Building faceted search with elasticsearch for e-commerce: part 2

6 minute read

Before you continue, make sure you read the previous post:

Alright, let’s see how we can make our queries better. Before the solution, I’d like to dive a bit into aggregation to make the understanding clearer.

Pipeline Aggregations

By elastic.co definition:

Pipeline aggregations work on the outputs produced from other aggregations rather than from document sets, adding information to the output tree.

Using our last dataset, lets see how it works:

POST product/_search
{
  "aggs": {
    "group_by_brand": {
      "terms": { "field": "brand.keyword" },
      "aggs": {
        "group_by_color": {
          "terms": { "field": "color.keyword" }
        }
      }
    }
  }
}

As you can see, group_by_color is inside of group_by_brand aggregation, which means that this query will give us the colors grouped by each brand, the result is:

{
  "took" : 11,
  "timed_out" : false,
  "_shards" : { ... },
  "hits" : { ... },
  "aggregations" : {
    "group_by_brand" : {
      "doc_count_error_upper_bound" : 0,
      "sum_other_doc_count" : 0,
      "buckets" : [
        {
          "key" : "hokey",
          "doc_count" : 4,
          "group_by_color" : {
            "doc_count_error_upper_bound" : 0,
            "sum_other_doc_count" : 0,
            "buckets" : [
              {
                "key" : "white",
                "doc_count" : 3
              },
              {
                "key" : "yellow",
                "doc_count" : 1
              }
            ]
          }
        },
        {
          "key" : "ubest",
          "doc_count" : 4,
          "group_by_color" : {
            "doc_count_error_upper_bound" : 0,
            "sum_other_doc_count" : 0,
            "buckets" : [
              {
                "key" : "green",
                "doc_count" : 2
              },
              {
                "key" : "black",
                "doc_count" : 1
              },
              {
                "key" : "yellow",
                "doc_count" : 1
              }
            ]
          }
        },
        {
          "key" : "beert",
          "doc_count" : 2,
          "group_by_color" : {
            "doc_count_error_upper_bound" : 0,
            "sum_other_doc_count" : 0,
            "buckets" : [
              {
                "key" : "black",
                "doc_count" : 1
              },
              {
                "key" : "white",
                "doc_count" : 1
              }
            ]
          }
        }
      ]
    }
  }
}

This is one of the techniques that will help us improve the query of our last post, you will understand soon.

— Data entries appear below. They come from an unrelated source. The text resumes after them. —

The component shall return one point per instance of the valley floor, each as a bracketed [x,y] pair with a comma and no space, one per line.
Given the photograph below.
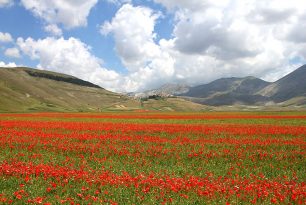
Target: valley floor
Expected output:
[153,158]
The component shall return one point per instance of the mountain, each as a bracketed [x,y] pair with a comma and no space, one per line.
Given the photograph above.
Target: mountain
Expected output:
[289,90]
[166,90]
[229,91]
[31,90]
[291,86]
[26,89]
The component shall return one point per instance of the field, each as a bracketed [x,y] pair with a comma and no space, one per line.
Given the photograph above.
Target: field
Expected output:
[153,158]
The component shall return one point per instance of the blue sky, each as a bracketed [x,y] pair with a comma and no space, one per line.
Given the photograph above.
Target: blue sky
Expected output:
[134,45]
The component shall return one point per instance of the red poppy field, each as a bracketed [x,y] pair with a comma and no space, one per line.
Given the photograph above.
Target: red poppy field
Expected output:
[153,158]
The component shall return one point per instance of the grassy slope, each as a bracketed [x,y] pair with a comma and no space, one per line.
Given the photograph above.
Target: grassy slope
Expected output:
[21,92]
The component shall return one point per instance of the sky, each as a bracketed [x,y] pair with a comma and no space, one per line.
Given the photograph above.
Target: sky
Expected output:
[134,45]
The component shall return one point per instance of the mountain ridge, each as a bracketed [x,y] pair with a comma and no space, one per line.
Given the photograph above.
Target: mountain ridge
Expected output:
[249,90]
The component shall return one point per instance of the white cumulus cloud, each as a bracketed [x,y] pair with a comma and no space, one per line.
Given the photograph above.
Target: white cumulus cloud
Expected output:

Now, as I mentioned in the last post, lets see how we will map our index.

Index mapping

Cleanup

First, lets remove our last index:

DELETE product

The mapping

Index mapping is the way we tell elasticsearch how to index each field (keyword, date, etc…). Our index mapping will be it:

PUT /product
{
  "mappings": {
    "properties": {
      "string_facet": {
        "type": "nested",
        "properties": {
          "facet_name": { "type": "keyword"},
          "facet_value": { "type": "keyword"}
        }
      }
    }
  }
}

We have two properties: facet_name (brand, color and department) and facet_value (white, yellow, adventure, soccer, etc…).

Both of them has the type keyword. Terms aggregations must be a field of type keyword.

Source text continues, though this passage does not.